22. A method of diagnosing a human for an autoimmune disease or condition or GVHD which comprises

(a) identifying a Tcr peptide or conformational determinant that is elevated in humans having said autoimmune disease or condition or GVHD;

(b) combining T-lymphocytes from said human with a human antibody preparation which is enriched for antibodies which bind to said Tcr peptide or conformational determinant;

(c) determining the extent to which antibodies in said antibody preparation bind to the said T-lymphocytes .

23. The method of claim 22, wherein the autoimmune disease is multiple sclerosis, systemic lupus erythematosis, Kawasaki's disease or rheumatoid arthritis.

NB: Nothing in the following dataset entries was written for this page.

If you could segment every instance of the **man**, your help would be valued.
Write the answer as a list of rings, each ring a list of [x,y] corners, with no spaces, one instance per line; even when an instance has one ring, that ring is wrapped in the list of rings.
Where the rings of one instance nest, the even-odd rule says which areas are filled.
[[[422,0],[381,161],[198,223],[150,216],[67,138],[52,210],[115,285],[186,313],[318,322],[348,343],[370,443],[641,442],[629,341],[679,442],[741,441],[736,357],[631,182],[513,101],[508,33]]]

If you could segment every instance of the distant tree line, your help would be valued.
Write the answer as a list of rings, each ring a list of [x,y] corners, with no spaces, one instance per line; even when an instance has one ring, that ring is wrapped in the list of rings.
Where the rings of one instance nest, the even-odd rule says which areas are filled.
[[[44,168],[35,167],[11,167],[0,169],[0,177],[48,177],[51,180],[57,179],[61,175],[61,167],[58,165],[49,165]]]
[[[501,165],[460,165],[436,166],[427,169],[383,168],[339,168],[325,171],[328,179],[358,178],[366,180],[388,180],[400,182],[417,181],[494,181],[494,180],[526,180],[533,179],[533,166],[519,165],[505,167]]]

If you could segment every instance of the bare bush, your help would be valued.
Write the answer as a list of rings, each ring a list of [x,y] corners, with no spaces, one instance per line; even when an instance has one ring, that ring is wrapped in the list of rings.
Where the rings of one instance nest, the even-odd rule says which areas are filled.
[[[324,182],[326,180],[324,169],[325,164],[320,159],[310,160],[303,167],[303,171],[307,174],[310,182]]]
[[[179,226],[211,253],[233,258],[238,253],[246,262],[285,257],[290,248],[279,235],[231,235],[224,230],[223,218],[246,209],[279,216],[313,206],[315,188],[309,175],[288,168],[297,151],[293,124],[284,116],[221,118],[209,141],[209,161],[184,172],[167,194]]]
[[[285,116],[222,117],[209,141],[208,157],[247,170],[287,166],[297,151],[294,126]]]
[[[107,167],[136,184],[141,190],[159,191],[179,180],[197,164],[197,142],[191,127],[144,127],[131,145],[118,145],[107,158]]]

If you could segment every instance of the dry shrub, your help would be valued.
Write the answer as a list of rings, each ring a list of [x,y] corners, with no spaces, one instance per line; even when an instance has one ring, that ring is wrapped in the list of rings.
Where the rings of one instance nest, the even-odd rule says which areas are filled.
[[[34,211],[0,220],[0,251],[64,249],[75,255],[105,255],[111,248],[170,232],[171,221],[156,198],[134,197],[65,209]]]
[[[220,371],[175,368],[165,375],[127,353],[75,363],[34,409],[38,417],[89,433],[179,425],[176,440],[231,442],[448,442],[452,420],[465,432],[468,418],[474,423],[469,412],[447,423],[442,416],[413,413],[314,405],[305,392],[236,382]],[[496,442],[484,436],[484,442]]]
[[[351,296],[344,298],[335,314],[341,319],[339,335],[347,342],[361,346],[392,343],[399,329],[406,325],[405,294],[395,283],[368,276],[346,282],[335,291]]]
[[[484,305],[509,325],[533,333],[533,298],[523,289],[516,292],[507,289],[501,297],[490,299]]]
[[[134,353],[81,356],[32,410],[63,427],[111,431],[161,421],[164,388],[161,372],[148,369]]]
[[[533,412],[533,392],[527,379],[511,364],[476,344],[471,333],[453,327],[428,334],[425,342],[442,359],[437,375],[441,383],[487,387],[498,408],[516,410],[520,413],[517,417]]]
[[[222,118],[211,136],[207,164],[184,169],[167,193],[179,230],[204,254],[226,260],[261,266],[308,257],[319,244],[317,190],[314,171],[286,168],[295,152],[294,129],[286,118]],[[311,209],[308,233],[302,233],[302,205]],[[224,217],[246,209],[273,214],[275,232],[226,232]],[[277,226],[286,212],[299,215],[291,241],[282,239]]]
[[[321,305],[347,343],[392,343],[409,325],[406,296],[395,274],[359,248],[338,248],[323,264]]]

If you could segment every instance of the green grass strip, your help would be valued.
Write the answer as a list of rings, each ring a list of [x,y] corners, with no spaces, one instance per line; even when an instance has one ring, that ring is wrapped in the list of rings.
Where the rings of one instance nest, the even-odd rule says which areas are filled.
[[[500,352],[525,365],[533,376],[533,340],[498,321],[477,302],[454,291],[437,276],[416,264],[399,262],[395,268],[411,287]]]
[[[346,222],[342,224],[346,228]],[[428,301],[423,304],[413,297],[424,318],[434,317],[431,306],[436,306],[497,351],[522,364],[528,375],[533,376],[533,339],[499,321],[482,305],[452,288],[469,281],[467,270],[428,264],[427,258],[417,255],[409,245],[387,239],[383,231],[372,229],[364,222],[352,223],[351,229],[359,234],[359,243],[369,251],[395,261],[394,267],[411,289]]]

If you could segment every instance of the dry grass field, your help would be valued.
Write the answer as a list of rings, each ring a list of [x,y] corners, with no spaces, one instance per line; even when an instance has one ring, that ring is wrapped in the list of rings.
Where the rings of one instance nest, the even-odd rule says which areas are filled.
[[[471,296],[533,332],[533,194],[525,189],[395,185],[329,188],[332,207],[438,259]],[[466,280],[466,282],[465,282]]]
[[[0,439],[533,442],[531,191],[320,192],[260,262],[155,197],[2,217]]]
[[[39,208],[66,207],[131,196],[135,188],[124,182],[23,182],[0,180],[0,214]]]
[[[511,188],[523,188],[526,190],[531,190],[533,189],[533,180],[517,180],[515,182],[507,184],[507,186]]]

24. The method of claim 22, wherein the Tcr protein or conformational determinant is encoded by a region of a Vα or Vδ gene.

25. The method of claim 22, wherein the Tcr peptide or conformational determinant is encoded by a region of a Vβ or γ gene.

26. The method of claim 22, wherein step (c) is accomplished by means of an ELISA procedure.

27. The method of claim 22, wherein step (c) is accomplished by fluorescent flow cytometry.

28. A method of treating a patient suffering from an autoimmune disease or condition or graft versus host disease (GVHD) which comprises administering to the patient a human antibody preparation which is enriched for antibodies which bind to a Tcr peptide or conformational determinant that is present in elevated levels of circulating T cells in patients having said autoimmune disease or GVHD, wherein said preparation comprises a sufficient amount of said antibodies to bind to said peptide or conformational determinant.

29. The method of claim 28, wherein the antibodies are administered in a dosage range of about 0.1 to about 100 mg/kg body weight.

30. The method of claim 28, wherein the antibody preparation is enriched for antibodies which bind to a recombinant human Tcr protein encoded by a Vα gene or antibodies which bind to a recombinant human Tcr protein encoded by a Vβ gene.

31. The method of claim 28, wherein the antibody preparation is enriched for antibodies which bind to a recombinant human Tcr protein encoded by a Vδ gene or antibodies which bind to a recombinant human Tcr protein encoded by a Vγ gene.

32. The method of claim 28, wherein the disease is an autoimmune disease.

33. The method of claim 30, wherein the autoimmune disease comprises Kawasaki's disease, multiple sclerosis, rheumatoid arthritis or systemic lupus erythematosis.

34. The method of claim 28, wherein the disease is GVHD.